Нельзя не отметить удивительного сходства тогдашней ситуации с нынешней. По сути, наиболее яро против действующей власти выступали именно те, кто только благодаря ей и существовал в России. Потому что как только умеренно авторитарный режим рухнул, либеральную общественность смыло без остатка. Как тогда, так и сейчас оппозиционеры питают иллюзию, что достаточно объявить свободные выборы, и в России восторжествует западная общественная система. Но если она и восторжествует, то быстро погибнет вместе со страной. Ведь что показывает пример Романовых: генеральная линия развития России — это развитие цивилизации личной ответственности. Консолидирована она может быть в лице монарха, президента, генсека, как угодно назовите, но это именно личная ответственность.

— Не перед электоратом?

— Электората в этой системе нет и быть не может. Электорат — это индивидуумы, нацеленные на реализацию только своих личных интересов и притом верящие в то, что их выбор имеет самостоятельное значение. У нас таких людей считаные проценты. Само по себе это не отменяет систему выборов, но они становятся выражением народного доверия, по сути дела, единоличной власти. Причем власти теоретически несменяемой — именно потому, что она мыслится как власть ответственная. Это квазиримская система: римский император тоже регулярно получал своеобразный вотум народного доверия. А сменяемая власть — по определению власть безответственная: ее носитель использует свое государственное служение прежде всего для обеспечения впрок личных интересов. И реальным носителям власти нежелательно, чтобы кто-либо получал слишком большой авторитет, что затрудняло бы манипулирование им.

— Рыночная экономика не способна изменить этот наш культурный код?

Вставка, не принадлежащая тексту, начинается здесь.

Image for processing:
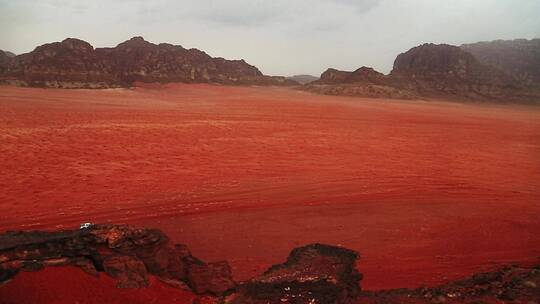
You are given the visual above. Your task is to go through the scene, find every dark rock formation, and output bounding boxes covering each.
[0,37,296,88]
[316,66,387,85]
[391,44,521,99]
[0,225,540,304]
[358,265,540,304]
[225,244,362,304]
[287,74,319,84]
[303,43,540,103]
[0,50,14,74]
[461,39,540,86]
[302,67,417,99]
[0,225,236,296]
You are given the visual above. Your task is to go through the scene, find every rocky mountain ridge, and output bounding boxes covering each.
[0,37,297,88]
[303,39,540,103]
[460,39,540,85]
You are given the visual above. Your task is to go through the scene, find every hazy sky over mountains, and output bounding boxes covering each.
[0,0,540,75]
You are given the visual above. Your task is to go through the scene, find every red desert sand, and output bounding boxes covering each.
[0,84,540,303]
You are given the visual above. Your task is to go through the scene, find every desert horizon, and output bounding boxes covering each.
[0,0,540,304]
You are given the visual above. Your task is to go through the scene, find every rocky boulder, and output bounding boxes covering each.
[225,244,362,304]
[391,43,521,99]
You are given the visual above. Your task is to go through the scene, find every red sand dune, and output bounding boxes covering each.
[0,84,540,303]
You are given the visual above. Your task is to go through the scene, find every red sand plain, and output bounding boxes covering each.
[0,84,540,303]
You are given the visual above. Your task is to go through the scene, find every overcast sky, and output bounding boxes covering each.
[0,0,540,75]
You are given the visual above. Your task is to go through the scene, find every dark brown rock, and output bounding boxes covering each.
[187,261,236,295]
[103,255,148,288]
[287,74,319,84]
[0,37,296,88]
[225,244,362,304]
[460,39,540,86]
[391,43,522,99]
[0,225,236,296]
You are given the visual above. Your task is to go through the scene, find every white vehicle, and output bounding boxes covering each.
[79,223,94,230]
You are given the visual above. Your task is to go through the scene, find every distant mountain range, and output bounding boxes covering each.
[0,37,298,88]
[287,74,319,84]
[0,37,540,102]
[303,39,540,103]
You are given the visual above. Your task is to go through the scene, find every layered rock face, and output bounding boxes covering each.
[302,67,416,99]
[225,244,362,304]
[0,50,15,74]
[358,265,540,304]
[287,74,319,84]
[0,225,540,304]
[0,225,361,304]
[0,225,236,296]
[460,39,540,86]
[391,44,521,98]
[303,44,540,103]
[1,37,295,88]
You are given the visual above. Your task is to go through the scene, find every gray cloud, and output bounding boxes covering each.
[0,0,540,75]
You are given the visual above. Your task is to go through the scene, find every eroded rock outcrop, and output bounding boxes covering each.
[303,43,540,103]
[0,225,540,304]
[302,67,417,99]
[358,265,540,304]
[225,244,362,304]
[0,225,236,296]
[460,39,540,86]
[390,43,523,99]
[0,37,297,88]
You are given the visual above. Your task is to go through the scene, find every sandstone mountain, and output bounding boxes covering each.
[287,74,319,84]
[0,50,15,73]
[1,37,296,88]
[461,39,540,86]
[302,67,416,99]
[303,43,540,102]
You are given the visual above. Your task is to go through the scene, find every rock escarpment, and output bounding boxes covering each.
[0,50,15,74]
[358,265,540,304]
[0,225,540,304]
[0,225,236,296]
[390,44,522,99]
[460,39,540,86]
[287,74,319,84]
[225,244,362,304]
[0,225,361,304]
[302,67,416,99]
[303,43,540,103]
[0,37,296,88]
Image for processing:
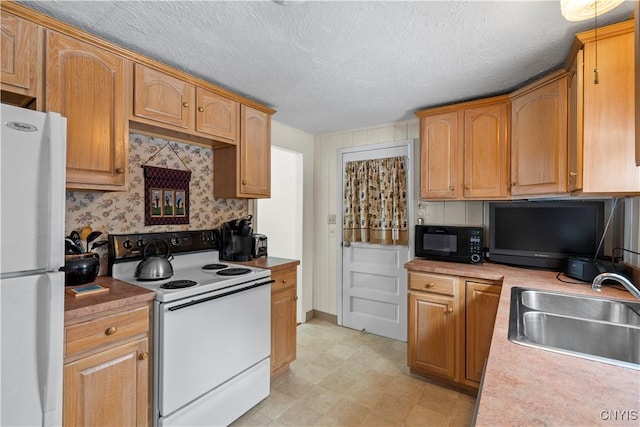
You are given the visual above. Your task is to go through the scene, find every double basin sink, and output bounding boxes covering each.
[509,287,640,370]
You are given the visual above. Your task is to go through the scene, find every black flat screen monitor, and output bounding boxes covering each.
[489,201,604,270]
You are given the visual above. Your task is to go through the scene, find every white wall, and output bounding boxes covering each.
[313,119,640,315]
[266,120,315,319]
[313,119,483,315]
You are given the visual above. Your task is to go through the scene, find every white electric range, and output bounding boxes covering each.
[109,230,273,426]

— Тот код, который у нас существует, — это единственный способ сохранить даже не государство, а народ, страну. Если опираться здесь на так называемые взаимовыгодные отношения, Россия в своем настоящем виде очень быстро окажется экономически неэффективной и ее место займут другие типы социума — колониальный, постколониальный, очаговый, еще какие-то. Это уже пробовали в 1612 году. Тоже хотели сделаться частью европейской цивилизации. Но Россия существует уже тысячу лет именно благодаря парадигме коллективного служения: один за всех, все за одного, вера как верность. «За веру и верность» — так и написано на нашем главном ордене Святого апостола Андрея Первозванного. И это очень рациональная идея. Кто во время Смуты организовал спасение этой системы? Купечество, практичные люди. При взаимовыгодных отношениях ваши ресурсы ограничены той толикой взаимных благ, которую вы можете передать в распоряжение друг друга. Но если ты даешь безвозмездно, в твоем распоряжении потенциально оказываются все ресурсы людей, готовых поступать таким же образом. Возникает кумулятивный эффект, ресурсная база возрастает на порядки. Вспомним советскую систему: по ресурсам, особенно финансовым, она была слабее американской, но по эффекту была сопоставима с ней. А как только мы вошли в их систему отношений, мы стали слабее них в несколько раз.